GEORGETOWN, Ky. (AP) - Current and former workers at Toyota's Kentucky plant shared stories Sunday about low wages and poor working conditions - rallying points many in the assembly line are hoping will ultimately lead to unionization.
A crowd of about 200 people - many of them workers at the Georgetown plant that produces the Camry - attended the meeting of the Kentucky Workers' Rights Board, a panel of religious and civic leaders pushing for better labor conditions.
Like foreign-owned auto companies across the South, Toyota is nonunion, but the leaders on the board sympathize with the workers and many contend that should change.
"We are people of community, and part of our community has said to us that things are not exactly the way they need to be in the work situation at Toyota," said Father John Rausch, coordinator of peace and justice at the Catholic Diocese in Lexington. "We are not trying to tear Toyota down.
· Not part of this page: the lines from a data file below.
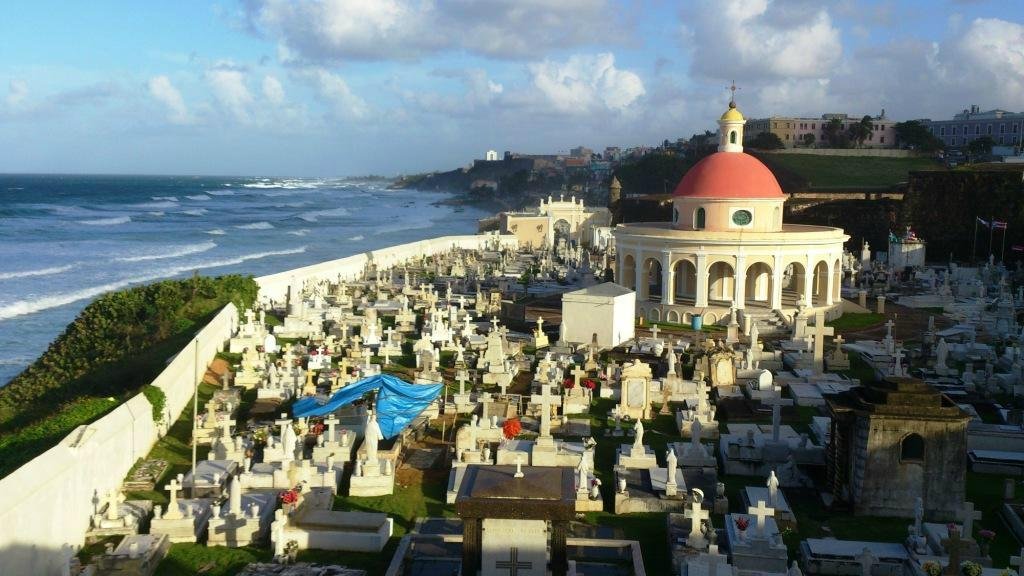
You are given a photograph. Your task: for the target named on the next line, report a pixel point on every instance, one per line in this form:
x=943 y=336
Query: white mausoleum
x=727 y=246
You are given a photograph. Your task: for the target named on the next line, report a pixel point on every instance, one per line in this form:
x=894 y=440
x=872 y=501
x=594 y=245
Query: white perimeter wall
x=45 y=504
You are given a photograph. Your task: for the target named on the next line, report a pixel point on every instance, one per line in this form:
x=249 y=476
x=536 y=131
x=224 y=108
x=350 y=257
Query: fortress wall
x=46 y=503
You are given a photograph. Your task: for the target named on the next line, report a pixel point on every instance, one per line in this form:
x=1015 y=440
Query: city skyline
x=335 y=88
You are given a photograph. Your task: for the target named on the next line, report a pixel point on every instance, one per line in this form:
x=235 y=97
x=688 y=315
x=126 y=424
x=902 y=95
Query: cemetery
x=417 y=411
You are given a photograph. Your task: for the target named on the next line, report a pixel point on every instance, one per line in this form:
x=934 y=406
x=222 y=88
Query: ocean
x=67 y=239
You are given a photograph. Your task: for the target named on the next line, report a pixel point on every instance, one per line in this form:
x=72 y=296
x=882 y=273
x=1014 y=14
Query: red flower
x=511 y=428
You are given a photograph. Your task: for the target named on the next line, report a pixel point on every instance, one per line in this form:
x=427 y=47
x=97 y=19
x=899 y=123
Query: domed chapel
x=727 y=246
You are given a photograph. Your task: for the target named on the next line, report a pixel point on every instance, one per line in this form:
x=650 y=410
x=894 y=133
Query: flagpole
x=974 y=247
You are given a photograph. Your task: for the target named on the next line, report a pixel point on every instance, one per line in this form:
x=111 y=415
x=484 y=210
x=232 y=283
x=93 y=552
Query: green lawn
x=856 y=321
x=848 y=171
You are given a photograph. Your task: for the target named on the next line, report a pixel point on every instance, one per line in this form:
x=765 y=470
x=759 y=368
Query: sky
x=352 y=87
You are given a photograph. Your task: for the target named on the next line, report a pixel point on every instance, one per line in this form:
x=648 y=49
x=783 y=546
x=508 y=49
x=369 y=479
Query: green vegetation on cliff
x=119 y=343
x=800 y=171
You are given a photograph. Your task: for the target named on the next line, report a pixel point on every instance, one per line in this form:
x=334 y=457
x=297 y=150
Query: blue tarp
x=397 y=402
We are trying to make it better and have a better partner in community."
Two current employees and two fired ones described what they said were extraordinary steps taken by the company to prevent union organization.
A major focus of the hearing, which lasted nearly two hours, was the company's use of temporary workers, who some of the employees said were doing the same amount of work as the full-timers for half the pay.
"They're trying to get a job there," said Cornelia James, who has worked at Toyota for 19 years. "Full-time employment is dangled in front of them like a carrot, and they're told, any missteps and you're out."